Yes, though chronic pain typically requires more sessions than acute pain. The Balance Method often produces immediate session-level relief even in long-standing pain — the question is whether that relief extends progressively between sessions with regular treatment. Most long-standing conditions show meaningful improvement by 6–8 sessions.
What if my pain doesn’t reduce immediately after the first needle?
The practitioner adjusts — this is normal and expected. The point may shift slightly up or down the channel, the depth may change, or a different balancing system may be tried. Finding the optimal point is a process, not a single guess. Most patients find a point that produces a response within 2–3 adjustments.
Can the Balance Method treat both sides of the body if I have bilateral pain?
Yes. Bilateral pain is managed through specific protocols — often treating one side per session, or using points that address both sides simultaneously.
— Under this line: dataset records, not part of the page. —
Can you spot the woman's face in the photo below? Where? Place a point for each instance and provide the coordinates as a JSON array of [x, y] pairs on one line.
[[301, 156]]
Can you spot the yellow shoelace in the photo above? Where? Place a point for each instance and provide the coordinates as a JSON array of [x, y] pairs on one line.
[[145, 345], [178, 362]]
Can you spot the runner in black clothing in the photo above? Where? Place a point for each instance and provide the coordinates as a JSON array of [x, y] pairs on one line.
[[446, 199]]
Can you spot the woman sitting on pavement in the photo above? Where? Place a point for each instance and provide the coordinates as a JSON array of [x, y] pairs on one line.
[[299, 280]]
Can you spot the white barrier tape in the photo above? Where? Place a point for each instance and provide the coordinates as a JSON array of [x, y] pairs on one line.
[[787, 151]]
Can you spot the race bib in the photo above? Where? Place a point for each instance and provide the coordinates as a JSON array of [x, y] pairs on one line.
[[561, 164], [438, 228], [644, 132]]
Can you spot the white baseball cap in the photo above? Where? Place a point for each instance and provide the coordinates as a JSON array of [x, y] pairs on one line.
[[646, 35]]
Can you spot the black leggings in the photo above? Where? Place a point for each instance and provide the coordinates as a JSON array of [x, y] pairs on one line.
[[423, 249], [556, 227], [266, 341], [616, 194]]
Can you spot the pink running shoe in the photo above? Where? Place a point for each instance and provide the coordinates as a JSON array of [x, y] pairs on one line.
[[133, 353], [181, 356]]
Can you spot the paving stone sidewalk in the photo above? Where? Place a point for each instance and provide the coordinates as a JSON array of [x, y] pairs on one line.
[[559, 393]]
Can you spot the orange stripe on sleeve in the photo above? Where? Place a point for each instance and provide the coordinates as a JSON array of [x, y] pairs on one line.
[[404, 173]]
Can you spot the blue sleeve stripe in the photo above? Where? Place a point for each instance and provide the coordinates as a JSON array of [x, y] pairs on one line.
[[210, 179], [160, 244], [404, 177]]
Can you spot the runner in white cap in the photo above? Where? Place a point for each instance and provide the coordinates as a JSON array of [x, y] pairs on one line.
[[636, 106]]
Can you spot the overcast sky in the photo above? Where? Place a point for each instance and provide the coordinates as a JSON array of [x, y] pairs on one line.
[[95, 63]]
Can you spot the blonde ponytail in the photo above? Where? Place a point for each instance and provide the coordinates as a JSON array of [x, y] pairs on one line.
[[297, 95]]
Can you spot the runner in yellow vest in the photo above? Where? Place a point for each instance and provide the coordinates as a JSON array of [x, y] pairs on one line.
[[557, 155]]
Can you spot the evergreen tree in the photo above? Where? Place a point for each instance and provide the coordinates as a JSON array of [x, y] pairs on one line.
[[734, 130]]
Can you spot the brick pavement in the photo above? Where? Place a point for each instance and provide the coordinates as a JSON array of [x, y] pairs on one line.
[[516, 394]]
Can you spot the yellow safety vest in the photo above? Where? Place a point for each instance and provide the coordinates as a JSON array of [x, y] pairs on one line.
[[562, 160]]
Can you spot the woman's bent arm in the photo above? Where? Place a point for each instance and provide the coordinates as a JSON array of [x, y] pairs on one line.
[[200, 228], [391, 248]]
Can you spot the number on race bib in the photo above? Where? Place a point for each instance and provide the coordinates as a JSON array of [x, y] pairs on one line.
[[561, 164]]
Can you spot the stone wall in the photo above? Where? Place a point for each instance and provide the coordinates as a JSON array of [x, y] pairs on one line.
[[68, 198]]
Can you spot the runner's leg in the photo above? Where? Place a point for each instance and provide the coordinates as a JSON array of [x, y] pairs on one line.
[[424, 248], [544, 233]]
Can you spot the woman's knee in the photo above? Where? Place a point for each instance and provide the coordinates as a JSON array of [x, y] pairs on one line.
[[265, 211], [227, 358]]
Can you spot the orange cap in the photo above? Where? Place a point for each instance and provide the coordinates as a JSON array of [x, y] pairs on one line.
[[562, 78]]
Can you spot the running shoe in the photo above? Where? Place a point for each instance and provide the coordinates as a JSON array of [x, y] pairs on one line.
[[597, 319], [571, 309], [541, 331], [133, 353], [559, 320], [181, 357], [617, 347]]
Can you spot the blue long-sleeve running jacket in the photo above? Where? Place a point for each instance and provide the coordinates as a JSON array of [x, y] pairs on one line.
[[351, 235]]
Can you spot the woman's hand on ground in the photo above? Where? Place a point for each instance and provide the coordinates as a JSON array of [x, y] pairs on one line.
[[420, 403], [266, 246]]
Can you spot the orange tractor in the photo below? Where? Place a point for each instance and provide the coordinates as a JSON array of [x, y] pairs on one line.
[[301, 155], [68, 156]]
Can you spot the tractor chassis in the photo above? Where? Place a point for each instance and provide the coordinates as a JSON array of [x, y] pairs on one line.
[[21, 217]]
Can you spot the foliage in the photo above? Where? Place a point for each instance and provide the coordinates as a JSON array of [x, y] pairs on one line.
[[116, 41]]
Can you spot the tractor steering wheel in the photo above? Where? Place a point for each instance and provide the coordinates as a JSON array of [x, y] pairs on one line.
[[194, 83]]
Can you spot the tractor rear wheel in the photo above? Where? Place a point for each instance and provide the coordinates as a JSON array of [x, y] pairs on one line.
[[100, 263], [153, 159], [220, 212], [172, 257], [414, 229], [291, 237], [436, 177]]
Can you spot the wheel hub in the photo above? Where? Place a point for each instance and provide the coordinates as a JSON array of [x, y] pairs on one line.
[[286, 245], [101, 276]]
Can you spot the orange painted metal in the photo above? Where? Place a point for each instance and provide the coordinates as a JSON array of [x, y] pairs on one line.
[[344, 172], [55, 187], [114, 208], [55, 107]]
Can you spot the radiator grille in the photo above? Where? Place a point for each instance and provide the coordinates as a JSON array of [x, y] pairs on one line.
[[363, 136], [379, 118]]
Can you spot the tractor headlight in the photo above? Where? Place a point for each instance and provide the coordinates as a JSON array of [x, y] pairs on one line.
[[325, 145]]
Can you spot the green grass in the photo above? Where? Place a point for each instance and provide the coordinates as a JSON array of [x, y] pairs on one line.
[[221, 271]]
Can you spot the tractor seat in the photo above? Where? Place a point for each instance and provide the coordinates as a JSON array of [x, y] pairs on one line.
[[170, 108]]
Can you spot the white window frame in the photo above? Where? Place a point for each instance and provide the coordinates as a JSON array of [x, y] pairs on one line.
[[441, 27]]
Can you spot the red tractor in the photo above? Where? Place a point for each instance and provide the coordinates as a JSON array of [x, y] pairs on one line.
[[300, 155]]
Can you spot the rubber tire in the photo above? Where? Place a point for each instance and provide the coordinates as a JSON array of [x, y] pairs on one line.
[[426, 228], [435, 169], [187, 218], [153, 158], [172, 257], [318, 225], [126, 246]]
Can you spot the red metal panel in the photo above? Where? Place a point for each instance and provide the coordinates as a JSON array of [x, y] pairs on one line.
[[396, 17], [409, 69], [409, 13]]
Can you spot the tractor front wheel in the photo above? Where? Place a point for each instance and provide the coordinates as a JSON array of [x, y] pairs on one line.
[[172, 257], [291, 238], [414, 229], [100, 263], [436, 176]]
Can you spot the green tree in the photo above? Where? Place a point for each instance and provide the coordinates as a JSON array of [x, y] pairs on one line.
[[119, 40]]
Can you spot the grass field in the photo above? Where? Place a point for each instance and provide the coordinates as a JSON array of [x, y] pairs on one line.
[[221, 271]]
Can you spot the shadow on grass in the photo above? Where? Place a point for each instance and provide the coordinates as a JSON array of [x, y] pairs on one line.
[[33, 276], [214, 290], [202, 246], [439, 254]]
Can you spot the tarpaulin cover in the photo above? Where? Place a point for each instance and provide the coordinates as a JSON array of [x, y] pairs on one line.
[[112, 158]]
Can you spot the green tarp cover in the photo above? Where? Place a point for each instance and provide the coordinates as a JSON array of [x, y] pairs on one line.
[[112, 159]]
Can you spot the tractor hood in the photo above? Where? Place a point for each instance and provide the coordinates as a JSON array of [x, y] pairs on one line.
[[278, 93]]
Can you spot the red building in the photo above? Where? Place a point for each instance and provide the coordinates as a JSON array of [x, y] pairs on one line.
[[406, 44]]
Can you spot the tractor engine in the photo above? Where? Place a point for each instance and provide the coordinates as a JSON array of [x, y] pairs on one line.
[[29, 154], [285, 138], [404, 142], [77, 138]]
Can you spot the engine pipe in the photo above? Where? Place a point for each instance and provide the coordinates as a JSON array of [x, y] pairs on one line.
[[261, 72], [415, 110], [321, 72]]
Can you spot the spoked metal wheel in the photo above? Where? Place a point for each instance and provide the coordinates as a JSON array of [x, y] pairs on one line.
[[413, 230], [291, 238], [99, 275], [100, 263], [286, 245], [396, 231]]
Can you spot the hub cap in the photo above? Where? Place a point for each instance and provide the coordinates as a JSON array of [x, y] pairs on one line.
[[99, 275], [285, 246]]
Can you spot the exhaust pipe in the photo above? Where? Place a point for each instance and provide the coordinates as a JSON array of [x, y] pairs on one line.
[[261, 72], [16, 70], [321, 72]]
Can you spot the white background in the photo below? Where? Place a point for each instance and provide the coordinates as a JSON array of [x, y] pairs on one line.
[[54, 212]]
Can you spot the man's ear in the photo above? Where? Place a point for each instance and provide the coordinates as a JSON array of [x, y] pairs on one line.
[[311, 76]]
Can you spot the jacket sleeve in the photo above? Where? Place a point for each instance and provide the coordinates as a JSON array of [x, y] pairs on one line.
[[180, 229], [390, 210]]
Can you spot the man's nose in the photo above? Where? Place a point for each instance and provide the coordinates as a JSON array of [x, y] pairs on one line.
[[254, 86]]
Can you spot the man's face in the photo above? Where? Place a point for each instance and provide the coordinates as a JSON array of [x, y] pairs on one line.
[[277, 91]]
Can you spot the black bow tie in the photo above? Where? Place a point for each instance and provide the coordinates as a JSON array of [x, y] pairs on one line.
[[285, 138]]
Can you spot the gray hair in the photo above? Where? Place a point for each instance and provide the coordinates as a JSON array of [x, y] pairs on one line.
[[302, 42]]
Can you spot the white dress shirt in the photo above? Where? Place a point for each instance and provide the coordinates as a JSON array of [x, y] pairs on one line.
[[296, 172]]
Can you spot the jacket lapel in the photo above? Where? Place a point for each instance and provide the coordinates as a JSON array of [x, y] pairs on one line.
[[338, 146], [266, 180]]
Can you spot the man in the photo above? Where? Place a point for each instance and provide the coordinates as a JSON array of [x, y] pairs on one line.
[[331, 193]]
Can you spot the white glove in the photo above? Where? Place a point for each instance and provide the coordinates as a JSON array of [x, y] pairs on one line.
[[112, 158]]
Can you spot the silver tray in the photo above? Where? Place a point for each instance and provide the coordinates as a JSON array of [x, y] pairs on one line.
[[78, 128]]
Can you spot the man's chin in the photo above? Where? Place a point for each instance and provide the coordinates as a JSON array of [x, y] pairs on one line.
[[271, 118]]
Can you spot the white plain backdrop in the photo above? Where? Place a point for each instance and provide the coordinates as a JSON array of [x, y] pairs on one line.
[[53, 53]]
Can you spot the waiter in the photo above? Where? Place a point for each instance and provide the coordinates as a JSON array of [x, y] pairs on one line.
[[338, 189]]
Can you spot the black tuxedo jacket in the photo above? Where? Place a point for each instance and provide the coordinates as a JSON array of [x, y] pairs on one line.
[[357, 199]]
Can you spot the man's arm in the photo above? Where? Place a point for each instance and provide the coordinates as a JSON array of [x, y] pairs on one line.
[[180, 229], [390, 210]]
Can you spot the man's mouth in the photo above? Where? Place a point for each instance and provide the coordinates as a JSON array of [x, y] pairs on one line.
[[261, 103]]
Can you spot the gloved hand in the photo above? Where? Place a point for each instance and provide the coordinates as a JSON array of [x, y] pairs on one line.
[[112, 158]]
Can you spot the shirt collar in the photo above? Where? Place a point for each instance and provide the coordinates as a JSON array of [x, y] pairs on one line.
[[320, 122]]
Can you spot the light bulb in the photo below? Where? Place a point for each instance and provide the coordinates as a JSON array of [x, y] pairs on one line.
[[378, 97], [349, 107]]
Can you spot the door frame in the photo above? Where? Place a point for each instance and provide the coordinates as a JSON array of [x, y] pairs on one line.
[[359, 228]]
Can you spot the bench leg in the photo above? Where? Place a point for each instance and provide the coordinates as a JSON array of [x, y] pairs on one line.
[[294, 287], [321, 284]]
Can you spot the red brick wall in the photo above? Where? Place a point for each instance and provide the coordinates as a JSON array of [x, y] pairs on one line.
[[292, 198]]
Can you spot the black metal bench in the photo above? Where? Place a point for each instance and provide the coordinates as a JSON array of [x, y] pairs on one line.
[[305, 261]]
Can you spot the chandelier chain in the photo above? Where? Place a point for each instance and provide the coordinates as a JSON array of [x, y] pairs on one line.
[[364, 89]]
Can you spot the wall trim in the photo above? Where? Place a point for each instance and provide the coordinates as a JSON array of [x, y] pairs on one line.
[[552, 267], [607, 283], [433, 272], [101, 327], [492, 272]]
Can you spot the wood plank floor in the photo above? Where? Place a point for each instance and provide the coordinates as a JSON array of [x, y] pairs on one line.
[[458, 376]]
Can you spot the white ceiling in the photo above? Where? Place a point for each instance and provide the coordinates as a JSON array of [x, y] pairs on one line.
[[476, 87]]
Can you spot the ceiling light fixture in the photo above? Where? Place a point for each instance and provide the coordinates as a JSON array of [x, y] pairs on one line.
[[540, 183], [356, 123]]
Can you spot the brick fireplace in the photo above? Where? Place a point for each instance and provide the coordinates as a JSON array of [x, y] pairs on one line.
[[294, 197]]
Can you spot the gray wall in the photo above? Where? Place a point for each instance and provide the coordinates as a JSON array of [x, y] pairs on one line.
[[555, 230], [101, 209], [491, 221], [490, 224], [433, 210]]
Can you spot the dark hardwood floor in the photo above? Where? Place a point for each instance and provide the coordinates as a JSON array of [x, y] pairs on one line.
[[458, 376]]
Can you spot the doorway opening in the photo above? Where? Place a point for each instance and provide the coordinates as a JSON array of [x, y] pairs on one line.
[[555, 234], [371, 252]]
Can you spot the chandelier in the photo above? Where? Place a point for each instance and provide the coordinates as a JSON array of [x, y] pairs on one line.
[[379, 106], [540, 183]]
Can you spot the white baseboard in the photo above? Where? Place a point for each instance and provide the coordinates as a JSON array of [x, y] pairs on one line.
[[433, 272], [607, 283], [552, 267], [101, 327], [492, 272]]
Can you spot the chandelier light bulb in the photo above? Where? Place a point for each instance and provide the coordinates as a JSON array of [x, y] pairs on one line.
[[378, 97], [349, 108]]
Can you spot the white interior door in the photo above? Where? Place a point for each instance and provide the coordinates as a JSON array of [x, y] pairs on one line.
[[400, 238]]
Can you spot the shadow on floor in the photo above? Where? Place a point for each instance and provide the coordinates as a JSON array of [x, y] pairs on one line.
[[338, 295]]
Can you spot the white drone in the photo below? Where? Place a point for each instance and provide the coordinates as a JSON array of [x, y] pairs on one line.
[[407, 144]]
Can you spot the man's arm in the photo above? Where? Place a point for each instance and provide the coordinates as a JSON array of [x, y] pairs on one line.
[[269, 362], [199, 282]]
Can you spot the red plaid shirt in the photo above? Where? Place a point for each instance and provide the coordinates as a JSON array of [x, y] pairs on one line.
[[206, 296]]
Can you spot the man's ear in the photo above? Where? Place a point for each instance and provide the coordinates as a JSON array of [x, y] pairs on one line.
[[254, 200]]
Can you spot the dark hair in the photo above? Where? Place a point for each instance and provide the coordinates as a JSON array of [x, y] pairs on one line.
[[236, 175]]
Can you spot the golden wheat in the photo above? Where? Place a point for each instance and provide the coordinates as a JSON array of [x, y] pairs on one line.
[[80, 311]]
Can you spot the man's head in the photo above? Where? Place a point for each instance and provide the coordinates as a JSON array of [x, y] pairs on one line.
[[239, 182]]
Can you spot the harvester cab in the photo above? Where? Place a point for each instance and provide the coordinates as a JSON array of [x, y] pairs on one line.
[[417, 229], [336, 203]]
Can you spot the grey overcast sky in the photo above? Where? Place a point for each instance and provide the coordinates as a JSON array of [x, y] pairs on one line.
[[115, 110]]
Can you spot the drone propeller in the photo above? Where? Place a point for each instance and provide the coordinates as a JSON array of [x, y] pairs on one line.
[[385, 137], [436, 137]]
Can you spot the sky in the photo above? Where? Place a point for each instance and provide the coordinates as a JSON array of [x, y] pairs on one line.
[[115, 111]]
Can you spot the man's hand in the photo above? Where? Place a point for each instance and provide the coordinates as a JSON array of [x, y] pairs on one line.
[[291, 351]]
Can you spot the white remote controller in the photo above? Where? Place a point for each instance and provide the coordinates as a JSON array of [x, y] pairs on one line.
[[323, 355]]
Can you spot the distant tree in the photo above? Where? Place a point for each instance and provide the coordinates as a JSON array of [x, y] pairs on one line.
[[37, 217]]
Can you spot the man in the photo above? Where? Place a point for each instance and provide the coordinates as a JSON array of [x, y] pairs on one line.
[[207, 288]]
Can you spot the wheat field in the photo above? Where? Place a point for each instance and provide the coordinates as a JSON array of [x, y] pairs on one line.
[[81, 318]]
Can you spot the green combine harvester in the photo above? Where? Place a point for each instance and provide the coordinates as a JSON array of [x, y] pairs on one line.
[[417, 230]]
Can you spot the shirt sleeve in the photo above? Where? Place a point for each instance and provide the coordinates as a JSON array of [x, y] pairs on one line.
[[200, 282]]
The approach is adjusted based on which side is dominant and how the channels are distributed.
Is the Balance Method suitable for elderly patients?
Yes — and particularly well suited, because it uses fewer needles and avoids needling directly into joints that may be arthritic or fragile. Elderly patients with multiple joint pain are good candidates for the Balance Method.
Can this be used for children?
Yes. The Balance Method can be adapted for children using gentle needling and often with fewer needles than adult protocols. Children’s conditions often respond faster due to more active tissue healing capacity.
How do I know if Dr Yang is using the Balance Method or another system?
You can simply ask. Dr Yang will explain which system or combination of systems is being used and why. Understanding your treatment is part of good clinical practice, and we encourage patients to be engaged in their own care.